The Foundation of Saint Petersburg by the German-Russian painter Alexander Ewstafijewitsch von Kotzebue (1815-1889). Kotzebue depicted here Tsar Peter the Great as a the visionary founder of the city. Artisans and architects are fascinated at his feet while he is dramatically illuminated.
Battle of Svolder (1883) by the Norwegian painter Otto Ludvig Sinding (1842-1909). Sinding depicted here the decisive battle which resulted in the independence of Norway. Quite normal work that far, but more interesting is that he was much more famous for his landscape paintings of the wild Lofoten Islands. And because of that, I think, his battle painting is much more about the sea in the North and the light there than about that battle itself.
The Landing of the Pilgrim Fathers by the Anglo-American painter George Henry Boughton (1834-1905). One of the great foundation myths of the United States. The men are pious but armed, few in a deserted hostile world. Looks nothing inviting at all, their new world.

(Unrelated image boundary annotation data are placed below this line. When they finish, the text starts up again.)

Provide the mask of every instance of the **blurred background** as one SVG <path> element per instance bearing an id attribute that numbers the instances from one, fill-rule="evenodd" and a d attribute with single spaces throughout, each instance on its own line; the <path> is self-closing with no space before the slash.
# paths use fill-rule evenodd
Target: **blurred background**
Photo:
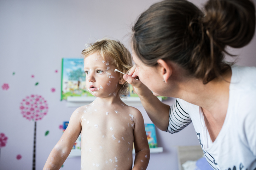
<path id="1" fill-rule="evenodd" d="M 46 114 L 37 121 L 36 169 L 42 169 L 62 135 L 61 126 L 76 108 L 60 100 L 62 58 L 82 57 L 86 44 L 106 36 L 130 49 L 132 26 L 158 1 L 0 0 L 0 169 L 32 168 L 34 122 L 21 107 L 26 96 L 37 95 L 45 103 Z M 199 7 L 206 1 L 190 1 Z M 238 57 L 227 59 L 256 66 L 256 47 L 255 36 L 243 48 L 229 48 Z M 136 107 L 145 123 L 152 122 L 143 107 Z M 163 152 L 151 155 L 149 170 L 178 169 L 178 147 L 199 144 L 192 124 L 173 134 L 157 129 L 156 135 Z M 80 157 L 69 158 L 61 169 L 79 170 L 80 164 Z"/>

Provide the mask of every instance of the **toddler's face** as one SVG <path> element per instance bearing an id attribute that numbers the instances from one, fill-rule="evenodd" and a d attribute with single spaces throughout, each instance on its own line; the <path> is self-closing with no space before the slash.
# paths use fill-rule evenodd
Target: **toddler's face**
<path id="1" fill-rule="evenodd" d="M 99 97 L 116 96 L 120 74 L 114 64 L 104 61 L 97 53 L 85 59 L 86 85 L 88 91 Z"/>

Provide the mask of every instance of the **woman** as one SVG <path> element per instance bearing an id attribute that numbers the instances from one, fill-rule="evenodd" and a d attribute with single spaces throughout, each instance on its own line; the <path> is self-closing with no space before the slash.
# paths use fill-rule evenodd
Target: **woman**
<path id="1" fill-rule="evenodd" d="M 161 130 L 176 133 L 193 121 L 214 169 L 255 170 L 256 68 L 223 61 L 227 46 L 252 38 L 254 5 L 209 0 L 204 7 L 169 0 L 142 13 L 133 28 L 136 64 L 123 78 Z M 170 107 L 155 95 L 177 99 Z"/>

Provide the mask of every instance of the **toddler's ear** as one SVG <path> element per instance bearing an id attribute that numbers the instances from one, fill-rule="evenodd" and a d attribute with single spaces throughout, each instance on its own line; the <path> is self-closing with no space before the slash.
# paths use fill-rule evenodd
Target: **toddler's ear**
<path id="1" fill-rule="evenodd" d="M 118 80 L 118 83 L 119 83 L 120 84 L 122 84 L 124 83 L 125 82 L 125 80 L 124 80 L 124 79 L 123 78 L 123 75 L 121 74 L 121 76 L 119 77 L 119 80 Z"/>

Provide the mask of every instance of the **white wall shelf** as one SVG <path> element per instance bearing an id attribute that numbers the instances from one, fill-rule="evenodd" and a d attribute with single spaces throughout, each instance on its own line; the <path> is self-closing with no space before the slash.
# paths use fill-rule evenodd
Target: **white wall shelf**
<path id="1" fill-rule="evenodd" d="M 161 97 L 157 97 L 160 101 L 162 101 Z M 88 105 L 96 99 L 95 97 L 76 97 L 69 96 L 67 97 L 67 106 L 68 107 L 78 107 Z M 121 98 L 122 101 L 126 104 L 132 106 L 142 106 L 139 97 L 127 97 L 125 98 Z"/>
<path id="2" fill-rule="evenodd" d="M 161 153 L 163 151 L 163 147 L 153 147 L 149 149 L 150 153 Z M 134 149 L 133 149 L 133 154 L 135 154 L 135 151 Z M 81 156 L 81 150 L 80 149 L 76 149 L 72 150 L 69 155 L 68 158 L 71 158 L 72 157 L 75 157 Z"/>

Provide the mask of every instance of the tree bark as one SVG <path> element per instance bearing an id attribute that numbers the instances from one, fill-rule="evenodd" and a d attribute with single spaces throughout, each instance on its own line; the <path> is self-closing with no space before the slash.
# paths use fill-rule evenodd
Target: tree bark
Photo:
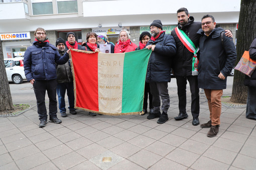
<path id="1" fill-rule="evenodd" d="M 256 36 L 256 0 L 241 0 L 236 38 L 236 66 L 244 50 L 248 50 Z M 230 101 L 246 104 L 248 88 L 243 85 L 244 74 L 235 70 Z"/>
<path id="2" fill-rule="evenodd" d="M 6 74 L 1 42 L 0 41 L 0 110 L 14 110 L 8 79 Z"/>

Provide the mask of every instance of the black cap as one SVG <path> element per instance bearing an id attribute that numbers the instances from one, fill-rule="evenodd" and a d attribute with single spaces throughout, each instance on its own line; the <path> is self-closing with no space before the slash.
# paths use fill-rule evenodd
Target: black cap
<path id="1" fill-rule="evenodd" d="M 143 36 L 149 36 L 150 38 L 151 38 L 151 35 L 150 34 L 150 33 L 149 33 L 148 32 L 142 32 L 142 34 L 141 34 L 141 36 L 140 36 L 140 41 L 141 42 L 142 40 L 142 38 Z"/>
<path id="2" fill-rule="evenodd" d="M 56 40 L 56 45 L 55 46 L 57 46 L 57 45 L 59 44 L 59 43 L 64 43 L 64 44 L 65 44 L 65 46 L 66 46 L 66 42 L 65 41 L 65 40 L 63 40 L 63 38 L 58 38 L 58 39 L 57 39 Z"/>
<path id="3" fill-rule="evenodd" d="M 75 38 L 76 38 L 76 34 L 75 34 L 75 33 L 74 33 L 73 32 L 68 32 L 68 34 L 67 34 L 67 40 L 68 40 L 68 36 L 69 36 L 71 34 L 72 34 L 72 35 L 75 36 Z"/>
<path id="4" fill-rule="evenodd" d="M 162 30 L 163 30 L 163 24 L 162 24 L 161 20 L 154 20 L 152 24 L 150 24 L 150 28 L 152 26 L 157 26 L 157 27 L 160 28 L 161 28 Z"/>

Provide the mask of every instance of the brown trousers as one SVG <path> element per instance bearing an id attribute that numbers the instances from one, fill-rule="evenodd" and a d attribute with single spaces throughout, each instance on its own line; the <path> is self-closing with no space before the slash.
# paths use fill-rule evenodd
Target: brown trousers
<path id="1" fill-rule="evenodd" d="M 221 96 L 223 94 L 223 90 L 204 89 L 204 93 L 208 100 L 211 125 L 220 124 L 220 118 L 221 114 Z"/>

History painting dates back to the Renaissance and was long considered to be the "grand genre". Nevertheless it has its peak in the 19th century forged by Neoclassicism and Romanticism. There it became the artistic contribution in the process of the construction of National Identities of the European and American nations.
At the same time history painting under the influence of historism pretended to be "realistic", to show history how it has been. Above all it was this pretension that led to the great failure of History painting AND Realism at the end of the century.
When artists and their public realized that telling history always will be subjective and a painting will always be an illusion Realism and history painting lost their ground to modern painting.